According to the leading UK retail industry body, British Retail Consortium (BRC), retail sales fell for the first time in 25 years last year.
Total sales dropped by 0.1 per cent, making 2019 the first annual decline since 1995. In 2018, annual sales managed to grow by 1.2 per cent, even amid a tough climate.
Last year´s downturn was affected by a 0.9 per cent decrease in high street sales throughout November and December, the period when most retailers gain a majority of their annual profits.
UK retail sales during the Black Friday, Cyber Monday and Christmas periods were highly affected by the increase of online sales that rose by 2.6 per cent during the months that the high street suffered.

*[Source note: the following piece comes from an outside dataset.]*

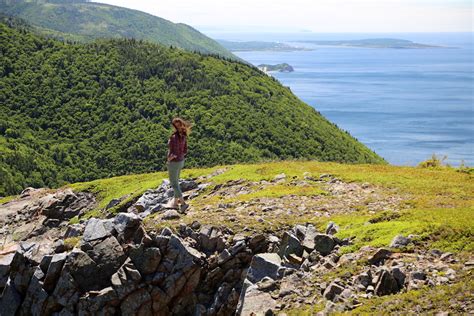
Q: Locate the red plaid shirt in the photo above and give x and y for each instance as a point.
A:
(178, 147)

Helen Dickinson, the chief executive of the BRC, said: “2019 was the worst year on record and the first year to show an overall decline in retail sales.” She commented on the decline, explaining that job losses, shop closures and company restructurings and weak consumer demand hit the industry hard.
A separate report from Barclaycard found that a rise in consumer confidence had failed to boost festive spending.
According to analysts at Local Data Company, more than 12 per cent of high street shops are now empty, whereas a year ago the figure only stood at 11.5 per cent. Fashion chains such as Karen Millen, Coast and Forever 21 all fell victim to the high street crisis and disappeared last year.
In addition, retailers including Topshop, Dorothy Perkins and Miss Selfridge owner Arcadia, HMW, Laura Ashley and Bathstore have closed a large number of outlets as part of restructuring processes.